Companies are marketing commercial assistants, such as MagicSchool and Eduaide, that are based on OpenAI’s LLM technology and help schoolteachers to plan lesson activities and assess students’ work. The PyrEval4 tool was created by a team of computer scientists at Pennsylvania State University and was meant to be used to read essays and find key ideas.
“Are there positive uses?” asks Collin Lynch, a computer scientist at North Carolina State University in Raleigh who specializes in educational systems. Absolutely. Is there any risk? There are a lot of concerns and risks. But I think there are ways to mitigate those.”
Privacy is another hurdle: students might be put off working regularly with LLMs once they realize that everything they type into them is being stored by OpenAI and might be used to train the models.
There has been a lot of attention given to its use in education since it was introduced by Openai. LLMs work by learning how words and phrases relate to each other from training data containing billions of examples. They produce sentences, including the answer to an assignment question, when they respond to user prompt.

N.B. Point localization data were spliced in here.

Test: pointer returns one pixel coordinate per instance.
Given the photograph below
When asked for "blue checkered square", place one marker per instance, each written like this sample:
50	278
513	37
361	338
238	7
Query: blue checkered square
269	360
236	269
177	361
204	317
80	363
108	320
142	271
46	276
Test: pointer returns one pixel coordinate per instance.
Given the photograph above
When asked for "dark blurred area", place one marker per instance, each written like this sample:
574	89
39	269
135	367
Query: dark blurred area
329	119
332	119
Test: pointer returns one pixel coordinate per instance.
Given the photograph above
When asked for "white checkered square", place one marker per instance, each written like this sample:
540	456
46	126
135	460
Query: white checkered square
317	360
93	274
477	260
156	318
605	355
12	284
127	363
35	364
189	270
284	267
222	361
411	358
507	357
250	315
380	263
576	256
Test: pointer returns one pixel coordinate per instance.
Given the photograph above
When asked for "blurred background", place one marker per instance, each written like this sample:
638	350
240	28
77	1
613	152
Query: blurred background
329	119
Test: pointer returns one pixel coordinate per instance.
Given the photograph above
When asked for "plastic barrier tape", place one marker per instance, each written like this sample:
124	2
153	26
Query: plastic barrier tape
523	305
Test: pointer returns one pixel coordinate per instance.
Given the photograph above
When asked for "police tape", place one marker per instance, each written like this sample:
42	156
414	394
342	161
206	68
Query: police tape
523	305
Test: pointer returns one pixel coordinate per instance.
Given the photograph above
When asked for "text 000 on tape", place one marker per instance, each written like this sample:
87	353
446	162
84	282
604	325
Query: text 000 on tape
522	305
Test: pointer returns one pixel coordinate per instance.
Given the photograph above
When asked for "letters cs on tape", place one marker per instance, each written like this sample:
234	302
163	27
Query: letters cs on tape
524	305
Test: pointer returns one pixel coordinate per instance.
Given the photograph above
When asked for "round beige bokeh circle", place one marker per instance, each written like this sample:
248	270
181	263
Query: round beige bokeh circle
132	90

Many instructors fear that the increase of ChatGPMT will make it easier for students to cheat. Yet Beghetto, who is based in Tempe, and others are exploring the potential of large language models (LLMs), such as ChatGPT, as tools to enhance education.
A group of graduate students and teaching professionals last month were asked by an educational psychologist if they would be interested in discussing their work with him. As well as talking to each other and conversing with a collection of creativity-focused chatbots that Beghtetto had designed, they are going to host a platform on which to showcase the creations of his institute, Arizona State University.